相続案件の中心は財産に関する問題です。そのため、相続法の知識だけでなく、財産の種類や特性に関する深い理解が求められると思っています。私は不動産やデジタル資産といった分野に深く関わってきましたので、これらの知識や経験は当事務所の強みだと考えています。
特にデジタル資産については、相続財産として注目される場面が増えてきました。ただ、デジタル資産には特有の問題があります。例えば、暗号資産などはスマートフォンやパソコンの中にしかデータが存在しないため、その発見自体が困難なケースが少なくありません。
また、存在はわかっていても、適切なアクセス方法が分からないという問題も多々あります。その結果、何千万円もの暗号資産を保有していたにもかかわらず、見逃されてしまうということも起こり得ます。こうした問題に対応できる知識と経験を持っていることは、当事務所の大きな特徴だと思います。
不動産に関しては、単なる相続手続きだけでなく、相続後の不動産の処分や活用についてのアドバイスも行っています。相続で取得した不動産を、どのように活用すれば相続人の方々にとって最も有益になるのか、専門的な視点及び幅広いネットワークから提案しています。
相続分野における今後の展望を教えてください。
デジタル資産に関する取り組みを強化していきたいと考えています。その一環として、啓蒙活動にも力を入れていくつもりです。デジタル資産はまだ一般的な認知度が低く、その扱い方や相続の準備が整っていない方が多いのが現状です。

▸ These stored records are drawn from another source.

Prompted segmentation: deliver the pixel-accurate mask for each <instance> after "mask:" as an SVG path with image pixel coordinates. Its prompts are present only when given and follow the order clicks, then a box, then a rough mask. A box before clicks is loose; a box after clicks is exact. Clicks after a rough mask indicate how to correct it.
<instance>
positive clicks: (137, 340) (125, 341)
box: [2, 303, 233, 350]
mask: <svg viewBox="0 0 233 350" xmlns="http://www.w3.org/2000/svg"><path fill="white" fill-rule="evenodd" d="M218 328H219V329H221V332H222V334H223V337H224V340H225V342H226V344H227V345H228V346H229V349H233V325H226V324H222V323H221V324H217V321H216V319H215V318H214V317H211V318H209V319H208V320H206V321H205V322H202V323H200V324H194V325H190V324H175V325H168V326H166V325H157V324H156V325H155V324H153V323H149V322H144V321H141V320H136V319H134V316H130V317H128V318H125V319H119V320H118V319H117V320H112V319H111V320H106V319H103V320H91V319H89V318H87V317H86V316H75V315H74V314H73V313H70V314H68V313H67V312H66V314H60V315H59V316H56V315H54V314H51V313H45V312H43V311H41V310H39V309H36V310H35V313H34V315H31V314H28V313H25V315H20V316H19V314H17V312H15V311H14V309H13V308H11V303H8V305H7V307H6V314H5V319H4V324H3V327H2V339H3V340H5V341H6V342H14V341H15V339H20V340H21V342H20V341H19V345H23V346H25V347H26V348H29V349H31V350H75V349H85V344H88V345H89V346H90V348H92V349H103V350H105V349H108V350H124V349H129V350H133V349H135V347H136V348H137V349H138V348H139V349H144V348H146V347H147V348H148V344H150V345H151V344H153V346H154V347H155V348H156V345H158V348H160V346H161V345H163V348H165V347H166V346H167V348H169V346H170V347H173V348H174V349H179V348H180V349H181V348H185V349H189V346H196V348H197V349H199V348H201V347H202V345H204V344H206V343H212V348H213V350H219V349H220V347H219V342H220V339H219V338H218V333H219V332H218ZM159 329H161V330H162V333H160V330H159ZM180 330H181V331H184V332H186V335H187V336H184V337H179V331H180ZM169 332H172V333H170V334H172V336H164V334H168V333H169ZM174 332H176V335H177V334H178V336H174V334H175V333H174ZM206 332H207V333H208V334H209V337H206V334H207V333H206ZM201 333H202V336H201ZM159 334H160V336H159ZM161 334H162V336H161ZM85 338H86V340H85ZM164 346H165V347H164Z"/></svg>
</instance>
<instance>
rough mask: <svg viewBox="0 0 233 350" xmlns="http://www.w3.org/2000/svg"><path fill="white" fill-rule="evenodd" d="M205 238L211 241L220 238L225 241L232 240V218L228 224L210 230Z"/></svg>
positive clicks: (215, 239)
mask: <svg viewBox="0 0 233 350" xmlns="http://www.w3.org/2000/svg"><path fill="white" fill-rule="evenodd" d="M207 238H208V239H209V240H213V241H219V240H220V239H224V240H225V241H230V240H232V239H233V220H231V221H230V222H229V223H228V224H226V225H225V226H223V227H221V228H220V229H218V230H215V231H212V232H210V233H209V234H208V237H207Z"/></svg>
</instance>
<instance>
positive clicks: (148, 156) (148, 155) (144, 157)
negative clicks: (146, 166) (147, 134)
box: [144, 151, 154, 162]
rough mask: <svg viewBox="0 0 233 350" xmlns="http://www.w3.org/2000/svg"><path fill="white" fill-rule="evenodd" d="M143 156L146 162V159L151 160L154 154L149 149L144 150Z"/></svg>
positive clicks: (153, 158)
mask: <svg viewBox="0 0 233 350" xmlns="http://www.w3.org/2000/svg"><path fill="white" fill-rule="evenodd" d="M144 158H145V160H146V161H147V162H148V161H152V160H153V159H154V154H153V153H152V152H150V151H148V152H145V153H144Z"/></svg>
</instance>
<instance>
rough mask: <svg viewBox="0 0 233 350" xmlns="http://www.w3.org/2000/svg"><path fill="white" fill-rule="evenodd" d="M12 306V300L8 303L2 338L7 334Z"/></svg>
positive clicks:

何の対策もしないまま亡くなられると、相続人が暗号資産などのデジタル資産を発見するための調査に苦心することになります。これは決して望ましい状況ではありません。本来であれば、生前に相続人との間でアクセス情報を適切に共有しておくことが重要です。そのため、デジタル資産の生前対策に関するアドバイスも、今後の重要な業務になってくると考えています。
デジタル資産の相続問題は今後、ますます重要性を増してくる分野です。そのため、この分野に特化したサービスやプロダクトの開発も視野に入れています。私自身が単独で開発するというよりは、この分野に関心を持つ方々と協力しながら、新しいソリューションを生み出していければと考えています。
最後に、相続トラブルを抱える方へメッセージをお願いします。
相続に関する専門家は数多くいるので、「誰に相談すればいいのかわからない」とお困りの方も多いのではないでしょうか。そんなときは、まずは弁護士にご相談いただくことをお勧めします。
特に最近では、従来の不動産や預貯金だけでなく、デジタル資産など新しい形の財産も増えてきています。こうした複雑化する相続問題に対応するためにも、早めの相談が重要です。
相続に関することで少しでも気になることがありましたら、できるだけ早い段階でご相談ください。適切な対応方法をご提案させていただきます。